Je m’assois près d’elle, sur un gros ballon d’accouchement et je lui parle tout doucement, je compare les contractions à des vagues, dont il faut accepter la puissance pour mieux les accompagner. Je me rappelle la naissance de Ma Petite et la lecture du magnifique livre d’Isabelle Brabant « une naissance heureuse ». A chaque contraction, je respire avec elle, je guide son souffle pour qu’elle le canalise, qu’elle émette des sons graves comme je l’avais appris en chant prénatal. Je lui parle de son bébé, du travail qu’il fait lui aussi pour se frayer un chemin.
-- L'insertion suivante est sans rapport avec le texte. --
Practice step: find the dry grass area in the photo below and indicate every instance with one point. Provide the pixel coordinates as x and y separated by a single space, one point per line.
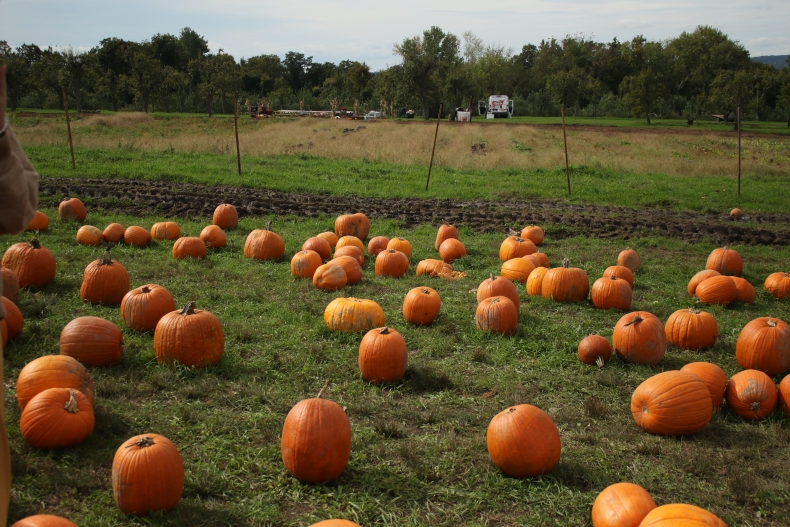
462 146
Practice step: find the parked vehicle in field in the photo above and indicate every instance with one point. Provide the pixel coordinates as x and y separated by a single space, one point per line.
499 106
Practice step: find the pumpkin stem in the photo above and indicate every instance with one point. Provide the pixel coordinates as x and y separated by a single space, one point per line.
71 406
599 361
322 393
636 319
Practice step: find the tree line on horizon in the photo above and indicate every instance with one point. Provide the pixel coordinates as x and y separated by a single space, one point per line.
693 75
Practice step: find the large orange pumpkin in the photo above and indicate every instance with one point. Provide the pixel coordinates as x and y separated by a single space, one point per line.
681 515
751 394
639 337
421 306
52 371
713 377
263 244
565 283
143 307
316 439
147 475
104 281
93 341
672 403
691 329
57 418
353 315
725 261
382 355
621 505
191 337
523 441
764 344
33 263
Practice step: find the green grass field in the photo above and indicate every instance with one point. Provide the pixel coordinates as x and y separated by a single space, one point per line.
418 450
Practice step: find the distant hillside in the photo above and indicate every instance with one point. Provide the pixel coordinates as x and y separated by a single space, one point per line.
777 61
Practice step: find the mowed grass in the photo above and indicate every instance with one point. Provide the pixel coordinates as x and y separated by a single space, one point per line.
418 452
J’essaie de parler le moins possible, de choisir les bons mots, de les dire au bon moment. A chaque contraction, elle prend appui dans mes mains en me serrant fort comme pour puiser l’énergie qu’il ne lui reste plus… Je l’encourage, je suis là à chaque seconde pour elle, je pense à elle, à son bébé.
La sage-femme vient contrôler régulièrement l’avancée du travail. Les choses progressent vraiment bien, elle propose à la maman d’entrer dans la baignoire chaude pour la suite du travail. Je ne sais plus quelle heure il est, nous sommes dans une bulle, le papa nous a rejoint, il caresse doucement le visage de sa femme entre chaque contraction.
Dans le bain les contractions s’intensifient, je suis là, accoudée à la baignoire, les mains dans l’eau pour mieux tenir celles de la maman. Autour de nous, plus rien n’a d’importance, nous ne sommes que tous les 4, la maman, le papa, leur bébé et moi.
Lorsque la maman perd les eaux, je sais que la naissance est proche. J’appelle la sage-femme de nouveau ; elle se joint à nous autour de la baignoire. Les contractions s’intensifient encore davantage, la naissance est imminente, les poussées de la maman sont très efficaces, dans une dernière poussée, un dernier souffle profond de la maman et le bébé nait dans l’eau; La sage-femme le pause sur le ventre de la maman.
Mon regard se lève vers le papa qui pleure, la maman, elle, sert fort son bébé dans ses bras. Je ne retiens pas une larme. C’est un moment magique, je revois maintenant, le regard des parents qui se croisent, l’émotion, le bonheur, le temps suspendu juste pour eux trois.
J’atterris de longues minutes plus tard, en regardant enfin l’horloge de la salle de naissance, pour découvrir que nous venons de passer presque 4 heures ensemble.
Encore un peu plus tard, après que la maman soit sortie de l’eau, que son bébé ai fait sa première tétée, je repasse une tête dans la salle pour savoir si tout va bien. Les parents sont encore un peu incrédules de ce qu’il vient de leur arriver. Je crois que je me souviendrai très longtemps de leurs remerciements, du plaisir de m’être sentie si utile. « Je n’y serais pas arrivée sans toi ». Ce sont les mots que m’a adressée la maman, ils résonnent encore dans ma tête… Alors oui, aujourd’hui j’ai vécu un truc incroyable, un truc de dingue, un truc que l’on vit peu de fois dans une vie: J’ai aidé une maman à mettre au monde naturellement son bébé.